Siamo tutti stanchi, è giunto il tempo di CAMBIARE

Lettera-appello di Matteo Zappile, general manager de Il Pagliaccio, indirizzata alle istituzioni. «Sono troppo innamorato del mio lavoro per non provarle tutte. Perché temo che nulla cambierà e che saremo costretti ad andarcene all’estero»

Pubblichiamo intergalmente la lettera-appello che Matteo Zappile, general manager del ristorante Il Pagliaccio di Roma, ha inviato alle istituzioni, e in particolare alla Presidenza del Consiglio e al Minstero del Turismo

Ill.ma presidente Meloni, Ill.ma ministro del Turismo, onorevole Santanchè,

 

mi chiamo Matteo e sono un cameriere fortunato, che ha scelto di fare il cameriere, ho studiato per diventarlo e ancora studio per esserlo. Ho accettato e fatto sacrifici dall’età di 13 anni, oggi ne ho 39 e orgogliosamente faccio il cameriere e sono docente e collaboratore per diverse scuole di settore in Italia. 
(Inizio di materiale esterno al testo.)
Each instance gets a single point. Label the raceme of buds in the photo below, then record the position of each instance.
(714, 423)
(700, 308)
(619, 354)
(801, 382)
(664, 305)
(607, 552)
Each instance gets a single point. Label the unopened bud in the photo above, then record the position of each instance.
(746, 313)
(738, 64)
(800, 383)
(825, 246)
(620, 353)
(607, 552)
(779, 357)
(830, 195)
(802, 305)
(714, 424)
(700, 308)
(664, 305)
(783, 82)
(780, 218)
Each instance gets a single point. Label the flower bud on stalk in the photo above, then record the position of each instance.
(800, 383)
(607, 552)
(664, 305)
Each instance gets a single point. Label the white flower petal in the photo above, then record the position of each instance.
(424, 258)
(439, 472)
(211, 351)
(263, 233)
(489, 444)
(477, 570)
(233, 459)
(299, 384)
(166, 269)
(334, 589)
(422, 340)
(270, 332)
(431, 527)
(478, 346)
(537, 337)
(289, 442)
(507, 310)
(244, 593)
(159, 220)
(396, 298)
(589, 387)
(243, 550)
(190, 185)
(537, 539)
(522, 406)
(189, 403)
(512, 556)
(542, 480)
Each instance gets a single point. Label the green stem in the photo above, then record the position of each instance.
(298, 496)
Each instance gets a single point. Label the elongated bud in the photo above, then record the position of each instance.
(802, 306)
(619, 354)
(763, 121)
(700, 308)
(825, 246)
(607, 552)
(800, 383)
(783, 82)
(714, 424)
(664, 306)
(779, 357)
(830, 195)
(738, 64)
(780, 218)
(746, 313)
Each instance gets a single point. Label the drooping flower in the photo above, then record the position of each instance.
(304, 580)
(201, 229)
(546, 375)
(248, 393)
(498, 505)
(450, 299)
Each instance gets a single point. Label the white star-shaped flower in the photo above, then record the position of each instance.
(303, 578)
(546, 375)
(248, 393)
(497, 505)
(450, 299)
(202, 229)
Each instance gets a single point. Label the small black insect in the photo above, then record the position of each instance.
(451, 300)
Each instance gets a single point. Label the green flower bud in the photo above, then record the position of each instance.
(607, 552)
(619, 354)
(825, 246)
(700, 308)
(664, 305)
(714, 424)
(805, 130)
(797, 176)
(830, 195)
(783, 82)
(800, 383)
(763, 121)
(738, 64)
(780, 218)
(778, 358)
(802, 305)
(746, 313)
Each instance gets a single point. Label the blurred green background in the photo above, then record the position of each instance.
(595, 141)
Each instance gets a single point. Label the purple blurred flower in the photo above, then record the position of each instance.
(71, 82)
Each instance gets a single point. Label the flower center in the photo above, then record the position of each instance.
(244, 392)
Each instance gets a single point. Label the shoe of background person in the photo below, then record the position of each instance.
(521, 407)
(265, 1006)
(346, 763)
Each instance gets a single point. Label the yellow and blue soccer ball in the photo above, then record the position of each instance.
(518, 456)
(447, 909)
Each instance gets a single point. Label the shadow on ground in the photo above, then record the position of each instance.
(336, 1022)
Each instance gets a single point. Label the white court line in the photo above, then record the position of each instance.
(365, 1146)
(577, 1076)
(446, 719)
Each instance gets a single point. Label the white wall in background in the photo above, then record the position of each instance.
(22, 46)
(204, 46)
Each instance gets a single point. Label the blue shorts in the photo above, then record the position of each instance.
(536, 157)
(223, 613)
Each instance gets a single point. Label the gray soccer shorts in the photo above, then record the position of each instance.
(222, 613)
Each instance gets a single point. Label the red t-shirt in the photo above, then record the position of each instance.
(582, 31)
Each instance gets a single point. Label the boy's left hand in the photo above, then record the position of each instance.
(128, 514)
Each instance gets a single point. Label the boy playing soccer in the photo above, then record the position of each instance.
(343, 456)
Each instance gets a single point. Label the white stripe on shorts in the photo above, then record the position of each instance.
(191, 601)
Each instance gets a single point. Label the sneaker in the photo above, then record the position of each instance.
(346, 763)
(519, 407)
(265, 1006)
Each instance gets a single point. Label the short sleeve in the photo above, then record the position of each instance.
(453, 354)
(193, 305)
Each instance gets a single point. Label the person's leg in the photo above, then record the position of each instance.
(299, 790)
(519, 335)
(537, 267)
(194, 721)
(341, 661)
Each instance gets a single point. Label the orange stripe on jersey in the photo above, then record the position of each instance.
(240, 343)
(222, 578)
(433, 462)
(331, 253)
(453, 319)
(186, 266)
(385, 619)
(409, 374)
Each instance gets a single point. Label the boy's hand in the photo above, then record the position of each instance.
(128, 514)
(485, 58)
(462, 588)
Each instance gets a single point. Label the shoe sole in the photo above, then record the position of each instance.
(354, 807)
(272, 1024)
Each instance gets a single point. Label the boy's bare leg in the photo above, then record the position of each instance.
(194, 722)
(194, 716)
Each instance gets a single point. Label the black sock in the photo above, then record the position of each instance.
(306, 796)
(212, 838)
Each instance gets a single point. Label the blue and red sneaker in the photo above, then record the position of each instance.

Lavoro in una piccola eccellenza della Capitale, dove 5 giorni su sette emozioniamo i nostri clienti che arrivano da ogni parte del mondo.

E credetemi se vi dico che so bene di cosa sto parlando…per questo posso affermare che

siamo stanchi

Siamo stanchi di questo lavoro fatto così...
Siamo stanchi di come veniamo trattati dallo Stato
Siamo stanchi della considerazione che avete del comparto e del settore
Siamo stanchi della pressione fiscale per il settore Horeca
Siamo stanchi dei programmi didattici delle scuole alberghiere fermi agli anni 70
Siamo stanchi che i datori di lavoro devono aver paura di assumere una donna che poi si mette in maternità lasciando in difficoltà l'azienda
Siamo stanchi della mancanza di fondi per la formazione
Siamo stanchi della considerazione 0 che avete per chi fa muovere miliardi di euro di fatturato per questo nostro Belpaese.

 

Il Covid ha fatto riscoprire la vita ai camerieri e ai cuochi. Il comparto soffre di migliaia di posti vacanti e le nuove generazioni chiedono il tempo per vivere e non per andare oltre le 8 ore da contratto. Non sappiamo davvero cosa offrire di più ai giovani. Più soldi? Più formazione?ma la richiesta è sempre la stessa: 

più tempo, maître! Vogliamo più tempo!

 

Matteo Zappile

Matteo Zappile

Il comparto, cari tutti, è allo stremo. I ragazzi giovani abbandonano sempre di più l’idea di lavorare il weekend e la sera e di “sacrificare gli affetti” e la vita privata per aziende costrette a quasi raddoppiare i turni pur di arrivare a fare un po' di utile.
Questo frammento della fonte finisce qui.